Le droit de repentance du bail commercial : comment ça fonctionne ?

11/27/2023

Le droit de repentance est un mécanisme juridique qui permet au locataire d'un bail commercial de revenir sur sa décision de résilier le contrat de location et de continuer à occuper les lieux. Ce droit est prévu par la loi et peut être exercé dans certaines conditions bien précises.

Nous allons voir comment fonctionne le droit de repentance du bail commercial et quelles sont les démarches à suivre pour l'exercer.

Qu'est-ce que le droit de repentance ?

Le droit de repentance est un droit accordé au locataire d'un bail commercial, lui permettant de revenir sur sa décision de résilier le bail dans un délai déterminé. Ce droit est prévu par l'article L. 145-58 du Code de commerce et est soumis à plusieurs conditions.

Le locataire peut exercer ce droit uniquement s'il a préalablement signifié à son bailleur son intention de ne pas renouveler le bail, c'est-à-dire de mettre fin au contrat de location. Par ailleurs, le locataire doit également respecter un délai pour exercer son droit de repentance, qui est fixé à un mois à compter de la date à laquelle le bailleur a accepté la résiliation du bail.

Comment exercer le droit de repentance ?

Pour exercer le droit de repentance, le locataire doit respecter certaines démarches et délais. Voici les étapes à suivre :

  • 1

    Signifier la résiliation du bail : Le locataire doit d'abord informer son bailleur de son intention de résilier le bail commercial, en respectant les formes et délais prévus par la loi.

  • 2

    Attendre l'acceptation du bailleur : Le bailleur doit accepter la résiliation du bail en informant le locataire de sa décision. Cette acceptation doit être faite par écrit et dans un délai d'un mois à compter de la réception de la demande de résiliation.

  • 3

    Exercer le droit de repentance : Si le locataire souhaite finalement revenir sur sa décision, il doit notifier au bailleur son intention d'exercer son droit de repentance dans un délai d'un mois à compter de la date à laquelle le bailleur a accepté la résiliation du bail. Cette notification doit être faite par acte d'huissier.

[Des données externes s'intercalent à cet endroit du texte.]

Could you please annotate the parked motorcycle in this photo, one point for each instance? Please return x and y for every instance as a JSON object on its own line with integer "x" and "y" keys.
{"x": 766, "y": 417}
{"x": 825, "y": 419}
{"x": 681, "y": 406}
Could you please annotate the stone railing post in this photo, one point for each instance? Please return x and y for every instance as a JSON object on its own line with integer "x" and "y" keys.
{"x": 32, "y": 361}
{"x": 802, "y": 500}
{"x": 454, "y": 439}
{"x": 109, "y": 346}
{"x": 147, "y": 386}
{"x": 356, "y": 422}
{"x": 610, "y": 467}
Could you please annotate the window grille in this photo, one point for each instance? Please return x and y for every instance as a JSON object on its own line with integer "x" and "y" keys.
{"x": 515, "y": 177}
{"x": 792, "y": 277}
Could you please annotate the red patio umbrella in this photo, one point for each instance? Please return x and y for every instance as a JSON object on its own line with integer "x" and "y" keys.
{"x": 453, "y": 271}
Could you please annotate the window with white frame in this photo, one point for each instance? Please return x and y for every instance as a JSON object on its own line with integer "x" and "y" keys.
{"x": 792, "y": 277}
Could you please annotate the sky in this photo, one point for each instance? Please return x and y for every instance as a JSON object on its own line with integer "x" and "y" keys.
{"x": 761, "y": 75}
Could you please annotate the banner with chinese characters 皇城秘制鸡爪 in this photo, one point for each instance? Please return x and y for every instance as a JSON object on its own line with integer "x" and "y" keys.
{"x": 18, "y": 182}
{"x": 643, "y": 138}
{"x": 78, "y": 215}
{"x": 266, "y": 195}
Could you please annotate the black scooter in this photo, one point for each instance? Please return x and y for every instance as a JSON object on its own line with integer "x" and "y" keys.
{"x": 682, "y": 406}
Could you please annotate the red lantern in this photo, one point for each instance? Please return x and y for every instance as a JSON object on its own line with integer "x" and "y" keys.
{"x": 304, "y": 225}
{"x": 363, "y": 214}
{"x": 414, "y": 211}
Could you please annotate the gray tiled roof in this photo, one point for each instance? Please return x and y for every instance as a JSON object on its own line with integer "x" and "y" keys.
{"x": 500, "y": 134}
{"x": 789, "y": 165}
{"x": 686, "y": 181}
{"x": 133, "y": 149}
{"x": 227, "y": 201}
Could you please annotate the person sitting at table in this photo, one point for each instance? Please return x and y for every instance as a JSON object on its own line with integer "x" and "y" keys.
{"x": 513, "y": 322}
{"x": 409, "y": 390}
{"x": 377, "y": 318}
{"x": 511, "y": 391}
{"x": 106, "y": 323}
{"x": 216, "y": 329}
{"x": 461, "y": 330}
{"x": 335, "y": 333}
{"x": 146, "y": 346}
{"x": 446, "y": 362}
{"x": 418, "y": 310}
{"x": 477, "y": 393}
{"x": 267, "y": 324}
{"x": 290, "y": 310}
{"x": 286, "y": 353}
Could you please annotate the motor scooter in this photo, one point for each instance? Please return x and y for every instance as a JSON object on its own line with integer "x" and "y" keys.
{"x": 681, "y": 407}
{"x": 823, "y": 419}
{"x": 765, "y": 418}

Quelles sont les conséquences de l'exercice du droit de repentance ?

Lorsque le droit de repentance est exercé, le bail commercial est réputé ne jamais avoir été résilié. Le locataire continue donc à occuper les lieux et à payer les loyers et charges comme avant la résiliation.

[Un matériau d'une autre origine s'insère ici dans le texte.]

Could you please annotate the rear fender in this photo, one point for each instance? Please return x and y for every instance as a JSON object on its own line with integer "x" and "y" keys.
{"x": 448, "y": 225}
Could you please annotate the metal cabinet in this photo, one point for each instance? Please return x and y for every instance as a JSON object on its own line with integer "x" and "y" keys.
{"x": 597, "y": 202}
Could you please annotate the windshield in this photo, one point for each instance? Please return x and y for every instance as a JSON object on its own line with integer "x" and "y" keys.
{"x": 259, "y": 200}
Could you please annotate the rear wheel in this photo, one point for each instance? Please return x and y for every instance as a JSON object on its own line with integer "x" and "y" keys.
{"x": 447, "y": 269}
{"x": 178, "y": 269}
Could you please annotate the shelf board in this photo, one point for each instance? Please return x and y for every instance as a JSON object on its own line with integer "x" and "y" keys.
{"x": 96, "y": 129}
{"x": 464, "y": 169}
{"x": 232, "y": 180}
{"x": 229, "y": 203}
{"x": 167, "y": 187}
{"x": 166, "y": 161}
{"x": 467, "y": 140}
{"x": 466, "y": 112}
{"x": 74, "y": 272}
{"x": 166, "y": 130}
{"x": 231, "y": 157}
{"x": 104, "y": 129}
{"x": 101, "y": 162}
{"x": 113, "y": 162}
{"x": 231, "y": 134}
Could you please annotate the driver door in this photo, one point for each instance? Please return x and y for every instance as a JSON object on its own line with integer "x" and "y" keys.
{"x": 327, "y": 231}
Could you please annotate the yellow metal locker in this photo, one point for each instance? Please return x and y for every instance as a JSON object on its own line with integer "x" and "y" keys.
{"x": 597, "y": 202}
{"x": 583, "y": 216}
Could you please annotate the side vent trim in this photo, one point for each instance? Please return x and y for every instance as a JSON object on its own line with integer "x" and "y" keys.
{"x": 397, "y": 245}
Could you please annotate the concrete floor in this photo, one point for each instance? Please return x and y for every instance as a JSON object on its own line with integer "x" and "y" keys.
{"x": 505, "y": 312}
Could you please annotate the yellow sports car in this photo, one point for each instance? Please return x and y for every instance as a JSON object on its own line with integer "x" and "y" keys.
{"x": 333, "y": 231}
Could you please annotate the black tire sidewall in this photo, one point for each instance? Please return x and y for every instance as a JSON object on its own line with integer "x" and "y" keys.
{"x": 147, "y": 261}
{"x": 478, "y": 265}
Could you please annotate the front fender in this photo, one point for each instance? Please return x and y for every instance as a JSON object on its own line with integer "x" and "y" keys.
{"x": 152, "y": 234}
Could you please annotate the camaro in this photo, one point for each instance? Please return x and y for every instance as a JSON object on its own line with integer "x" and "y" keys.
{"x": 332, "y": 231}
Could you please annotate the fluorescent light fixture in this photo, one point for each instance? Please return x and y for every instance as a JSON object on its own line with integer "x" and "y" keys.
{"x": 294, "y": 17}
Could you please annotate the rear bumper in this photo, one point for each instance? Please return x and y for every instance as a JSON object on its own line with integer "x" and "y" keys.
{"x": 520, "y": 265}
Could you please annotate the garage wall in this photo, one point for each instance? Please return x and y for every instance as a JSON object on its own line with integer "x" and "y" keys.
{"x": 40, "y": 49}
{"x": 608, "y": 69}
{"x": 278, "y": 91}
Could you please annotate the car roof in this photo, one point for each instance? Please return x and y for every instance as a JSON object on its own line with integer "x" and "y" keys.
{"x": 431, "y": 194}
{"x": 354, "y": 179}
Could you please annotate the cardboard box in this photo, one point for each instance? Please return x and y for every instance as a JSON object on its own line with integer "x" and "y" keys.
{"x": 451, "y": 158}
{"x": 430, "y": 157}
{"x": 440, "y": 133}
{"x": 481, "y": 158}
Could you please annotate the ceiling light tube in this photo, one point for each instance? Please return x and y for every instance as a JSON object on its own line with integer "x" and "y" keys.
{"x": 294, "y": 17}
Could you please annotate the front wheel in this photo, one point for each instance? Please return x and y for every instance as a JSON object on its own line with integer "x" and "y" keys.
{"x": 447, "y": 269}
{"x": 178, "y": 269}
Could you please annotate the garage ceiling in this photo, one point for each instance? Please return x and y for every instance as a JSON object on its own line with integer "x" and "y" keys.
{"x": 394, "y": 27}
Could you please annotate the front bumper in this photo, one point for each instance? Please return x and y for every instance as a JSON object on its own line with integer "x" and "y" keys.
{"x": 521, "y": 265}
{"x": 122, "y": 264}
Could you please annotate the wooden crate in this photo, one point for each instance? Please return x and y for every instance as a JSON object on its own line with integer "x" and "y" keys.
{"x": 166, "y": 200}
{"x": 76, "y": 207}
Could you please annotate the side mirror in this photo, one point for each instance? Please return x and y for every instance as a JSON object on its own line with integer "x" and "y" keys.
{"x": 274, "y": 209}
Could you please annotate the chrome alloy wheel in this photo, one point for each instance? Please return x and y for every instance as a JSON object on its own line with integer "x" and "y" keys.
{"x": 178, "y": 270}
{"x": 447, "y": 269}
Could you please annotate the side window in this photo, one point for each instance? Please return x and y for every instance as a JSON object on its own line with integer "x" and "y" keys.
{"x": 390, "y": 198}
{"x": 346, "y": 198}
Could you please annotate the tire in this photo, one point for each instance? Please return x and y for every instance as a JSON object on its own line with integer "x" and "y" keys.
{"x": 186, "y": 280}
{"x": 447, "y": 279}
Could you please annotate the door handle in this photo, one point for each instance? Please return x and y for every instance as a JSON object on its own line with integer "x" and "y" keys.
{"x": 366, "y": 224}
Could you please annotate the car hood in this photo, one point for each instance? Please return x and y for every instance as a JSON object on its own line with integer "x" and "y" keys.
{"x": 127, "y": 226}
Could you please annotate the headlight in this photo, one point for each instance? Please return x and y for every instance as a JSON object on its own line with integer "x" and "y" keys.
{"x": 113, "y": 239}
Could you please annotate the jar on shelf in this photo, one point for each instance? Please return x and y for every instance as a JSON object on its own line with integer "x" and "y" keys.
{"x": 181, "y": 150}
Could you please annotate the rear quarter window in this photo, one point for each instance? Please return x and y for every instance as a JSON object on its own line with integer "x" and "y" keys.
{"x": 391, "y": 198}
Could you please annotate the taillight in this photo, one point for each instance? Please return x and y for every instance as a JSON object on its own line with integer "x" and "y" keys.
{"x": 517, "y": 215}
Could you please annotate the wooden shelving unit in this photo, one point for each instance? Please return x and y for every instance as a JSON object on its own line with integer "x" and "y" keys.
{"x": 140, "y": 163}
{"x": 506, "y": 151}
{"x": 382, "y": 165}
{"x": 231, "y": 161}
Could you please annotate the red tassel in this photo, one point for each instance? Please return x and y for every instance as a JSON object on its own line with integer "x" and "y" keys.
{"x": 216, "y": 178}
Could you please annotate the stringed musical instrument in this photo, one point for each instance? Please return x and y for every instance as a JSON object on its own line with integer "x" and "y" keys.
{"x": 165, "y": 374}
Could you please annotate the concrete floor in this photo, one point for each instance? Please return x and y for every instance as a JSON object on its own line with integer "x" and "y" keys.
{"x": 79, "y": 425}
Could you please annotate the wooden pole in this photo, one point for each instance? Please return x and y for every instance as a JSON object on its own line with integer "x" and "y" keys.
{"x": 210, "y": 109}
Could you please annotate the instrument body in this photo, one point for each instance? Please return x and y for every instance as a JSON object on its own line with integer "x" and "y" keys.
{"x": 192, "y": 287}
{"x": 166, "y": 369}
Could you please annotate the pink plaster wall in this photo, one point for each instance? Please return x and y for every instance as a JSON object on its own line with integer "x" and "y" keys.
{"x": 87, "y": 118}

Cependant, il est important de noter que l'exercice du droit de repentance ne remet pas en cause les éventuelles indemnités d'éviction qui auraient pu être versées par le bailleur au locataire. Ces indemnités devront être restituées par le locataire au bailleur si le droit de repentance est exercé.

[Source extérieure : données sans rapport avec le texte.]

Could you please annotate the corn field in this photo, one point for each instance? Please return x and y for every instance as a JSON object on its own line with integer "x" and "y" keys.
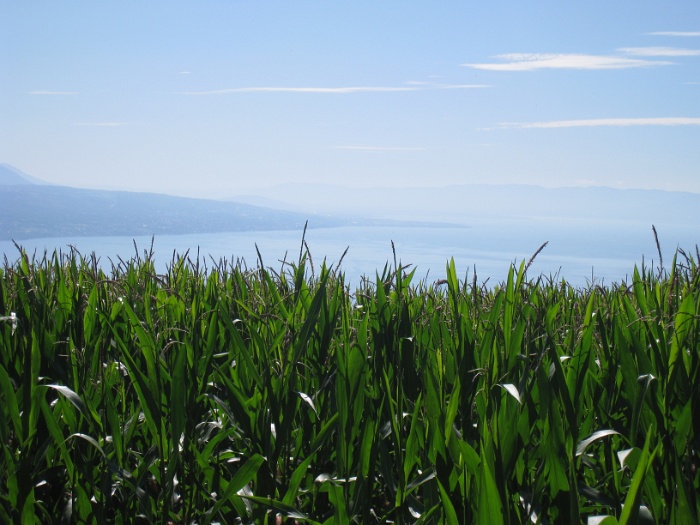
{"x": 218, "y": 393}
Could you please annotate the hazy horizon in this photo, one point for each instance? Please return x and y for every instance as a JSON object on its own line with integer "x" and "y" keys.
{"x": 208, "y": 98}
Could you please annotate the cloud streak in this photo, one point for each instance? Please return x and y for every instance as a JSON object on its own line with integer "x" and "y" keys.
{"x": 605, "y": 122}
{"x": 537, "y": 61}
{"x": 334, "y": 90}
{"x": 44, "y": 92}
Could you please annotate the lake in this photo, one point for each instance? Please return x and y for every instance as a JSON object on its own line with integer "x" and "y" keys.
{"x": 579, "y": 251}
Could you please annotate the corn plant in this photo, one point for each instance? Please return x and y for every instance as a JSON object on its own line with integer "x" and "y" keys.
{"x": 218, "y": 393}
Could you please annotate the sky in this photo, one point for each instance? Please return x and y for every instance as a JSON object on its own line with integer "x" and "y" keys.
{"x": 215, "y": 98}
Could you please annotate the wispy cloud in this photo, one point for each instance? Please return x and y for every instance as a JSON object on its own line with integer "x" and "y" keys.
{"x": 42, "y": 92}
{"x": 659, "y": 51}
{"x": 412, "y": 86}
{"x": 675, "y": 33}
{"x": 535, "y": 61}
{"x": 609, "y": 122}
{"x": 101, "y": 124}
{"x": 378, "y": 148}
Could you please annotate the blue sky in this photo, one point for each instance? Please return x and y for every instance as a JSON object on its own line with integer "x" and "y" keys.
{"x": 212, "y": 98}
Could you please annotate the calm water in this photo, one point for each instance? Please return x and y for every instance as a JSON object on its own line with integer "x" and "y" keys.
{"x": 578, "y": 251}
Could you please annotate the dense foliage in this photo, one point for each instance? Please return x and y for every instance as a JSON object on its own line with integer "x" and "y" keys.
{"x": 225, "y": 394}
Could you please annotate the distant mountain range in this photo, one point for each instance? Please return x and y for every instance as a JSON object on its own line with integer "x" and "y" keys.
{"x": 465, "y": 203}
{"x": 30, "y": 208}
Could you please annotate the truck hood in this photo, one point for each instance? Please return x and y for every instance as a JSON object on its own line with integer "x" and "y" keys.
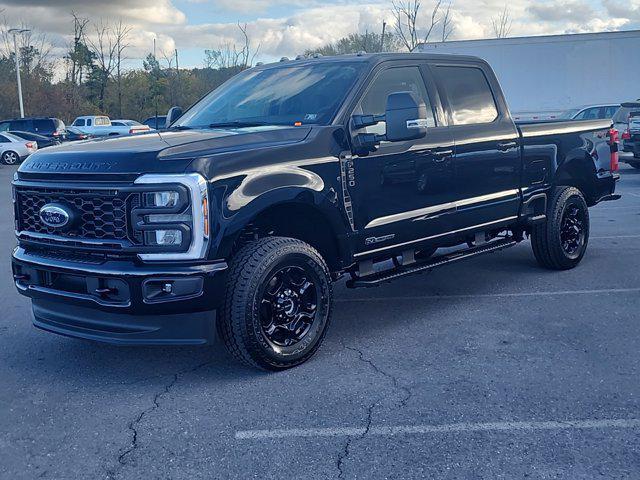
{"x": 157, "y": 152}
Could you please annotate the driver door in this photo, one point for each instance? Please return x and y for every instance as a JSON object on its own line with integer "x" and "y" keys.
{"x": 402, "y": 189}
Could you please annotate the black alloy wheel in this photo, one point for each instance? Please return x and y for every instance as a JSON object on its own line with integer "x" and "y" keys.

Le droit de repentance et les autres types de baux

Il est important de préciser que le droit de repentance ne concerne que les baux commerciaux, c'est-à-dire les contrats de location de locaux utilisés pour l'exercice d'une activité commerciale, industrielle ou artisanale. Ce droit ne s'applique pas aux autres types de baux, tels que les baux d'habitation ou les baux professionnels.